Digging Deeper: Deep End Week... Reflections on Rest

Metcalf Artistic Director Intern, Dainty Smith, reflects on Deep End Week 2024:

 
Rest is radical because it disrupts the lie that we are not doing enough. It shouts: “No, that is a lie. I am enough. I am worthy now and always because I am here.
— Tricia Hersey, Rest Is Resistance: A Manifesto/ Founder of The Nap Ministry.

Deep End Week began by laying down.  A room full of artists from diverse backgrounds, a sea of South Asian, Afro-Caribbean, Asian, and Indigenous bodies sitting, reclining, and laying down on a soft fluffy green fabric, covering the hard floor. Scattered about the floor were large pillows and cushions, incense burning was in the air, and soft, calming music was playing in the background. It was an invitation. The invitation said, ”come in, come rest here, you are welcome here.’’

The very concept of this is radical. How do People of Colour, Black people, Indigenous people rest? How do artists who move through the world as marginalized people moving and living against the grain, constantly using our energy and talent applying for funding, grant applications, getting over rejections and creating artwork anyway, how can we possibly rest?

The insistence of the Deep End Week, hosted by Nova Dance and created by founder and artistic director Nova Bhattacharya is that we must rest. We must stop pushing our bodies and art against the often-locked doors of a systems that doesn’t always want to grant us entry.

Rest is important, and the art that we make can’t happen without it. The week offered various guest artists and facilitators to come and share their art practice with us and offer us ways that ease and self-care and and should be accessible to us.

Guest artist Blessyl Buan guided participants in decoding and writing our names in Baybayin, a Filipino script, on plain brown paper. She also showed us how to express our names through gentle, free-form movement.

Rebecca Singh, an audio describer and artist, encouraged us to honor our own pace, reminding us that art-making can happen in unconventional ways without putting pressure on ourselves.

Justine Woods, a bead-maker and creative scholar, led us through the artistry and craftsmanship of ancestral beadwork. She taught us the six-bead technique, showing us that beadwork is not just about making but about engaging in community building. Through this, she taught us to appreciate patience, connection, and humility.

Beadwork is a slow process and practice. I felt very humbled by my lopsided beaded flower, with its many lumps and bumps. But what I also felt was a tremendous sense of pride and accomplishment. I had paused. I had stopped the constant to-do list in my head, I wasn’t thinking of which email I needed to send or how hard I needed to work on a project and the project that would inevitability follow that. I simply had to sit there, learn something new, allow myself to make mistakes and discover how beautiful the process can be mistakes included.

Artists, particularly artists of colour are forever trying and doing, applying, pushing, breaking down walls and barriers, trying our best to save ourselves and our community. And trying our best to make art that is both heart-centered and innovative.

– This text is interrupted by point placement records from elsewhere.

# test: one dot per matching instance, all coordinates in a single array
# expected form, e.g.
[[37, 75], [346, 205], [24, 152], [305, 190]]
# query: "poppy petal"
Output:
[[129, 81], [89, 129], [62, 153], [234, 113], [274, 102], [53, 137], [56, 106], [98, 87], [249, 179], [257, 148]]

And we are often going up against a system that feels exclusive and uninviting, forcing us to prove our artistic talents and that we belong repeatedly. But seeing rest as a necessity and not for only the very few or very privileged, but something incredibly valuable that should be accessible for everyone means offering ourselves grace and compassion. Resting says, I am human and that is enough. The time spent in the Deep End Week at the Theatre Centre became an incubation period of sorts. A week to be intentionally slow moving. A time to reset and reconnect with our creativity in new ways.

There was no pressure to try to make ourselves or our art perfect. Contemporary dancer and facilitator Angie Cheung reminded us that ‘’Process is equal to performance’’ and when I heard those words, it felt like a full body exhale for me. I would imagine that it felt like that for the other artists as well. A room full of people from intersecting and differing cultural backgrounds with multi-generational bodies, various lived experiences, varied dance and movement disciplines artists being reminded that perfection is not the goal; the creation process is, community is the goal, relationships are the goal, nourishment is what’s needed.

Multidisciplinary artist Yolanda Bonnell in conversation spoke about the importance of seeing ourselves in each other's artwork. That there can be so much healing in seeing our reflection in theatre and dance. It is a reminder that across all of our differences, we have more similarities and more points of connections than what separates us. It is in coming together, sharing space, sitting and laying down together, dancing and moving, and sharing rituals and skills that we can find this. Peace of mind and of body is not impossible in a capitalistic world, with indifferent systems that cause so much hurt and harm. Peace of mind can be found; we can make it for ourselves and each other.